Vu la procédure suivante :
Par une requête, enregistrée le 29 septembre 2022, M. A B, représenté par Me Gonidec, demande à la juge des référés, saisie sur le fondement de l'article L. 521-3 du code de justice administrative :
1°) d'enjoindre au préfet de police de lui fixer un rendez-vous dans un délai de quinze jours à compter de la notification de l'ordonnance à intervenir afin qu'il puisse déposer une demande de changement de statut et de lui délivrer un récépissé ;
2°) de mettre à la charge de l'État la somme de 1 000 euros en application de l'article L. 761-1 du code de justice administrative.
M. B soutient que :
- la condition de l'urgence est remplie ;
- la mesure sollicitée est utile dès lors qu'elle constitue l'unique moyen d'obtenir un rendez-vous pour se voir délivrer un récépissé ;
- la mesure ne fait pas obstacle à l'exécution d'une décision administrative.
Par un mémoire en défense, enregistré le 5 octobre 2022, le préfet de police conclut au non-lieu à statuer des conclusions à fin d'injonction et au rejet des conclusions présentées au titre de l'article L. 761-1 du code de justice administrative.
Vu les autres pièces du dossier.
Vu :
- le code de l'entrée et du séjour des étrangers et du droit d'asile ;
- le code de justice administrative.
Le président du tribunal a désigné Mme C, en application de l'article L. 511-2 du code de justice administrative, pour statuer sur les requêtes en référé.
Considérant ce qui suit :
Sur les conclusions présentées au titre de l'article L. 521-3 du code de justice administrative :
1. Aux termes de l'article L. 521-3 du code de justice administrative : " En cas d'urgence et sur simple requête qui sera recevable même en l'absence de décision administrative préalable, le juge des référés peut ordonner toutes autres mesures utiles sans faire obstacle à l'exécution d'aucune décision ".
2. Il résulte de l'instruction que, postérieurement à l'introduction de la requête, une convocation a été adressée à M. B afin qu'il se rende le 10 octobre 2022 à la préfecture de police pour déposer sa demande de changement de statut. Par suite, les conclusions tendant à ce qu'il soit ordonné au préfet de police de lui fixer un rendez-vous sont devenues sans objet.

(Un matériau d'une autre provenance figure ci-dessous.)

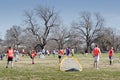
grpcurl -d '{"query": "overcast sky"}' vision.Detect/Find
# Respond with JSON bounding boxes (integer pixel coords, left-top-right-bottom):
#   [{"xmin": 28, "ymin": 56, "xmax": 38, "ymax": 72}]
[{"xmin": 0, "ymin": 0, "xmax": 120, "ymax": 38}]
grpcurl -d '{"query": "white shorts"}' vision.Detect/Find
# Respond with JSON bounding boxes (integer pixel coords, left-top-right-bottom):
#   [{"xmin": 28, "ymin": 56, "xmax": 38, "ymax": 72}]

Sur les conclusions relatives aux frais de l'instance :
3. Il y a lieu, dans les circonstances de l'espèce, de mettre à la charge de l'État une somme de 800 euros sur le fondement des dispositions de l'article L. 761-1 du code de justice administrative.
O R D O N N E :
Article 1er : Il n'y a pas lieu de statuer sur les conclusions de la requête tendant à ce qu'il soit enjoint au préfet de police fixer à M. B un rendez-vous afin de lui fixer un rendez-vous pour déposer sa demande de statut.
Article 2 : L'Etat versera à M. B une somme de 800 euros sur le fondement des dispositions de l'article L.761-1 du code de justice administrative.
Article 3 : La présente ordonnance sera notifiée à Mme A B et au ministre de l'intérieur et des outre-mer.
Copie en sera adressée au préfet de police.
Fait à Paris, le 18 octobre 2022.
La juge des référés,
J. C
La République mande et ordonne au ministre de l'intérieur et des outre-mer en ce qui le concerne ou à tous commissaires de justice à ce requis en ce qui concerne les voies de droit commun contre les parties privées, de pourvoir à l'exécution de la présente décision.